第66話 雪あかり祭り
「——ほら、ぼさっとしない」
気づくと、隣にミラが立っていた。祭りに合わせて、宿の女将に借りたという臙脂の肩掛けを羽織っている。見慣れない姿に、ルカは一瞬、返事が遅れた。
「な、なによ」
「……似合ってる、と思って」
「〜〜っ、そういうのいいから! ほら、あっちで甘酒配ってる。行くわよ」
ミラはずんずん先を歩き、ルカはその後を追った。ドランは早々に村の年寄り連中に捕まって酒盛りに引きずり込まれ、セラは灯籠づくりの子どもたちに囲まれ、カイは射的の屋台で湖守の名にかけて熊のぬいぐるみに挑んでいる。気づけば、二人きりになっていた。
灯籠の並ぶ坂道を、二人はゆっくり登った。甘酒の湯気。雪を踏む音。言葉は、少なかった。けれど、気詰まりでは、なかった。
坂の上の小さな社の前で、ミラが足を止めた。眼下に、光の海になった村が広がっている。
「……ねえ、ルカ」ミラは、村を見下ろしたまま言った。「あの子の、ネックレス。まだ、持ってるんでしょ」
ルカは、頷いた。ミラは、しばらく黙って、それから、白い息と一緒に、言葉を吐いた。
「持っててよ、ずっと。……捨てろとか、忘れろとか、私は絶対言わない。あの子の分まで背負って、それでもちゃんと前を向いてるあんたのこと——」
そこで、ミラは言葉を切った。耳が、灯籠の火のせいだけではなく、赤い。
「……なによ」
「何も言ってないよ」
「顔が言ってる!」
そのとき、坂の下から、カイの雄叫びが響いた。振り向くと、両腕に大小七つの熊のぬいぐるみを抱えたカイが、屋台の親父に土下座されている。「勘弁してくだせえ、店が潰れちまう」。祭りの人垣が、どっと笑った。

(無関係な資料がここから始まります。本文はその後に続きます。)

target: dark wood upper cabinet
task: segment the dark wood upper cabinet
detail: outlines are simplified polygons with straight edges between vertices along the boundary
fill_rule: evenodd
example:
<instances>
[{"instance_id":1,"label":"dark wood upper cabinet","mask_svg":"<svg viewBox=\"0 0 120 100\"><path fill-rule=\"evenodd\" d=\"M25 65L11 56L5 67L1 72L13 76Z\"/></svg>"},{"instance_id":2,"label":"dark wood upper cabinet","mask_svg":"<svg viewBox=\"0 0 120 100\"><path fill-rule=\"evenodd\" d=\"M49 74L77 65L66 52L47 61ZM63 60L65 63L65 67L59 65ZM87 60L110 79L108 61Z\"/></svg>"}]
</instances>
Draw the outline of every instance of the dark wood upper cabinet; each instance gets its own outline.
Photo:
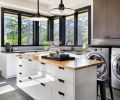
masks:
<instances>
[{"instance_id":1,"label":"dark wood upper cabinet","mask_svg":"<svg viewBox=\"0 0 120 100\"><path fill-rule=\"evenodd\" d=\"M120 39L120 0L94 0L93 38Z\"/></svg>"},{"instance_id":2,"label":"dark wood upper cabinet","mask_svg":"<svg viewBox=\"0 0 120 100\"><path fill-rule=\"evenodd\" d=\"M93 2L93 38L105 38L108 34L107 11L108 0Z\"/></svg>"},{"instance_id":3,"label":"dark wood upper cabinet","mask_svg":"<svg viewBox=\"0 0 120 100\"><path fill-rule=\"evenodd\" d=\"M108 33L111 39L120 39L120 0L108 0Z\"/></svg>"}]
</instances>

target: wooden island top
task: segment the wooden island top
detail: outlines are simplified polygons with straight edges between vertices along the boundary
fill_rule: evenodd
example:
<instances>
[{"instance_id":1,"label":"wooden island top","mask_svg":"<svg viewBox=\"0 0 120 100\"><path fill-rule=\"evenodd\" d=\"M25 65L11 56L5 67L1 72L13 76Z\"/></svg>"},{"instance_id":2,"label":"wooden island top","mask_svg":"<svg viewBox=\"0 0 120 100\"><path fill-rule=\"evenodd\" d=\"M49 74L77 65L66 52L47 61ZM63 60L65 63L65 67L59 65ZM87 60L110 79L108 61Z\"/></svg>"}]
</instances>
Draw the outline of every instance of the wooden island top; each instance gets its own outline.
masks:
<instances>
[{"instance_id":1,"label":"wooden island top","mask_svg":"<svg viewBox=\"0 0 120 100\"><path fill-rule=\"evenodd\" d=\"M78 70L78 69L93 67L93 66L97 66L97 65L105 63L104 61L87 60L85 58L76 58L75 60L69 60L69 61L55 61L55 60L41 58L40 55L37 55L37 56L17 55L17 57L21 58L21 59L24 58L24 59L28 59L28 60L30 59L32 61L52 64L52 65L64 67L64 68L70 69L70 70Z\"/></svg>"}]
</instances>

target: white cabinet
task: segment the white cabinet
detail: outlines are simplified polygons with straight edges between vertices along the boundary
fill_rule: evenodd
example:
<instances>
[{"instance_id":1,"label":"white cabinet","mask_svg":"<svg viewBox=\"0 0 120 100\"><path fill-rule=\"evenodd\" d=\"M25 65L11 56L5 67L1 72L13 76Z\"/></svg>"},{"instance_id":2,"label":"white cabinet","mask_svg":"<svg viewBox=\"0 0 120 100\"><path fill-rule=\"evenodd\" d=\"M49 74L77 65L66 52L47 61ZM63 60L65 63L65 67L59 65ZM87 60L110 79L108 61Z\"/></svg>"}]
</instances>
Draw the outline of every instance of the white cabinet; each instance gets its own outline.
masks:
<instances>
[{"instance_id":1,"label":"white cabinet","mask_svg":"<svg viewBox=\"0 0 120 100\"><path fill-rule=\"evenodd\" d=\"M1 53L1 72L4 78L16 77L16 53Z\"/></svg>"},{"instance_id":2,"label":"white cabinet","mask_svg":"<svg viewBox=\"0 0 120 100\"><path fill-rule=\"evenodd\" d=\"M96 100L97 67L70 70L40 61L20 60L17 71L25 75L17 74L17 86L35 100Z\"/></svg>"},{"instance_id":3,"label":"white cabinet","mask_svg":"<svg viewBox=\"0 0 120 100\"><path fill-rule=\"evenodd\" d=\"M74 71L61 66L52 65L52 74L59 79L74 83Z\"/></svg>"},{"instance_id":4,"label":"white cabinet","mask_svg":"<svg viewBox=\"0 0 120 100\"><path fill-rule=\"evenodd\" d=\"M68 96L62 91L52 90L52 100L75 100L75 98ZM80 99L79 99L80 100Z\"/></svg>"}]
</instances>

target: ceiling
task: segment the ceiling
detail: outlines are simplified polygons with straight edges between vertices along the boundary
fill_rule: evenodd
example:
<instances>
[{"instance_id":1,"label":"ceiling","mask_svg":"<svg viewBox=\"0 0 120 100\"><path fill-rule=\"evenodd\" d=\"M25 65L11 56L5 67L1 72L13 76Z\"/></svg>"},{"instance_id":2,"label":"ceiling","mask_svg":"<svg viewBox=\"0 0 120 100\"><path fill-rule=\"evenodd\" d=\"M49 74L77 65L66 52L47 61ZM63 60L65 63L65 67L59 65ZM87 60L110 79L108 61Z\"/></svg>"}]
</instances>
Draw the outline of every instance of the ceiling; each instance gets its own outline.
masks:
<instances>
[{"instance_id":1,"label":"ceiling","mask_svg":"<svg viewBox=\"0 0 120 100\"><path fill-rule=\"evenodd\" d=\"M28 0L31 2L36 2L37 0ZM39 0L40 4L47 5L48 8L58 7L60 0ZM65 7L70 7L73 9L78 8L84 4L90 4L91 0L63 0Z\"/></svg>"},{"instance_id":2,"label":"ceiling","mask_svg":"<svg viewBox=\"0 0 120 100\"><path fill-rule=\"evenodd\" d=\"M50 15L48 10L54 7L58 7L60 0L39 0L40 1L40 13ZM0 6L7 6L8 8L26 10L30 12L37 11L37 0L0 0ZM78 9L84 6L88 6L92 3L92 0L63 0L65 7Z\"/></svg>"}]
</instances>

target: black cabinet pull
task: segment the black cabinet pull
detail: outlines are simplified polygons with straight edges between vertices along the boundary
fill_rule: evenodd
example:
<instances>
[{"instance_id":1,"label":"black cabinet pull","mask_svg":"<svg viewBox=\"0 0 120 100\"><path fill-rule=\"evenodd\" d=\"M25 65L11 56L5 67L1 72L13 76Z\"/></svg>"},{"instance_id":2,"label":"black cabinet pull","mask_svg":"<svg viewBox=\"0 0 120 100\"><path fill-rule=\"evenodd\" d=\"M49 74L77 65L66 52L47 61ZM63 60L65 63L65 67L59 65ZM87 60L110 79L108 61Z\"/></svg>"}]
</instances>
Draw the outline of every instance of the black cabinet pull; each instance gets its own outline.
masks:
<instances>
[{"instance_id":1,"label":"black cabinet pull","mask_svg":"<svg viewBox=\"0 0 120 100\"><path fill-rule=\"evenodd\" d=\"M45 63L41 62L42 65L45 65Z\"/></svg>"},{"instance_id":2,"label":"black cabinet pull","mask_svg":"<svg viewBox=\"0 0 120 100\"><path fill-rule=\"evenodd\" d=\"M28 79L32 80L32 78L31 78L31 77L28 77Z\"/></svg>"},{"instance_id":3,"label":"black cabinet pull","mask_svg":"<svg viewBox=\"0 0 120 100\"><path fill-rule=\"evenodd\" d=\"M19 57L19 59L22 59L22 57Z\"/></svg>"},{"instance_id":4,"label":"black cabinet pull","mask_svg":"<svg viewBox=\"0 0 120 100\"><path fill-rule=\"evenodd\" d=\"M62 70L64 70L64 68L63 67L58 67L59 69L62 69Z\"/></svg>"},{"instance_id":5,"label":"black cabinet pull","mask_svg":"<svg viewBox=\"0 0 120 100\"><path fill-rule=\"evenodd\" d=\"M20 75L22 75L22 73L21 73L21 72L20 72L19 74L20 74Z\"/></svg>"},{"instance_id":6,"label":"black cabinet pull","mask_svg":"<svg viewBox=\"0 0 120 100\"><path fill-rule=\"evenodd\" d=\"M28 61L32 61L31 59L28 59Z\"/></svg>"},{"instance_id":7,"label":"black cabinet pull","mask_svg":"<svg viewBox=\"0 0 120 100\"><path fill-rule=\"evenodd\" d=\"M22 65L19 65L19 67L22 67Z\"/></svg>"},{"instance_id":8,"label":"black cabinet pull","mask_svg":"<svg viewBox=\"0 0 120 100\"><path fill-rule=\"evenodd\" d=\"M44 83L40 83L42 86L45 86L45 84Z\"/></svg>"},{"instance_id":9,"label":"black cabinet pull","mask_svg":"<svg viewBox=\"0 0 120 100\"><path fill-rule=\"evenodd\" d=\"M62 82L62 83L64 83L64 82L65 82L65 81L64 81L64 80L62 80L62 79L58 79L58 81L59 81L59 82Z\"/></svg>"},{"instance_id":10,"label":"black cabinet pull","mask_svg":"<svg viewBox=\"0 0 120 100\"><path fill-rule=\"evenodd\" d=\"M58 94L62 95L62 96L65 96L65 94L63 92L60 92L60 91L58 91Z\"/></svg>"},{"instance_id":11,"label":"black cabinet pull","mask_svg":"<svg viewBox=\"0 0 120 100\"><path fill-rule=\"evenodd\" d=\"M21 81L21 80L19 80L19 82L21 82L21 83L22 83L22 81Z\"/></svg>"}]
</instances>

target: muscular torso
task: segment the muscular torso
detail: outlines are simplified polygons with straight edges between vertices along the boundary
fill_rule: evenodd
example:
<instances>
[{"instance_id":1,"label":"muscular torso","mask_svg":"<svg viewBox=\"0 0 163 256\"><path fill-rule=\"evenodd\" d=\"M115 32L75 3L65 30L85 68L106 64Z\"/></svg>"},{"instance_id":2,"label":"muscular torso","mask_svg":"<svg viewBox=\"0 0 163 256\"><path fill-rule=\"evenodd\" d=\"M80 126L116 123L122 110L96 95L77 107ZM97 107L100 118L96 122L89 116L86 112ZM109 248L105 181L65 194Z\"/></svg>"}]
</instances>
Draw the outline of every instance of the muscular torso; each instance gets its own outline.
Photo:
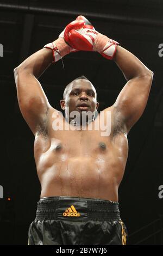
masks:
<instances>
[{"instance_id":1,"label":"muscular torso","mask_svg":"<svg viewBox=\"0 0 163 256\"><path fill-rule=\"evenodd\" d=\"M35 139L41 197L65 196L117 201L128 142L126 133L117 127L118 121L114 113L110 135L102 136L101 129L95 130L98 118L93 122L92 130L72 130L64 119L67 130L54 130L54 112L57 113L54 109L49 111L46 128L36 133Z\"/></svg>"}]
</instances>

ミラも、こらえきれずに吹き出した。ルカも笑った。二人の白い息が、灯籠のあかりの中で、ひとつに混ざって、夜空へ昇っていった。
——その様子を、社の陰から見つめる小さな影があった。セラである。両手で自分の頬を挟み、口の中で、ものすごい早さで祈りを唱えていた。
「神よ……お二人の行く道を祝福したまえ……祝福したまえ……。……あれ? なんでしょう、この胸の……い、いえ、何でもありません! 何でも!」
聖女候補の煩悩が浄化されるまで、あと三回の祈りを要した。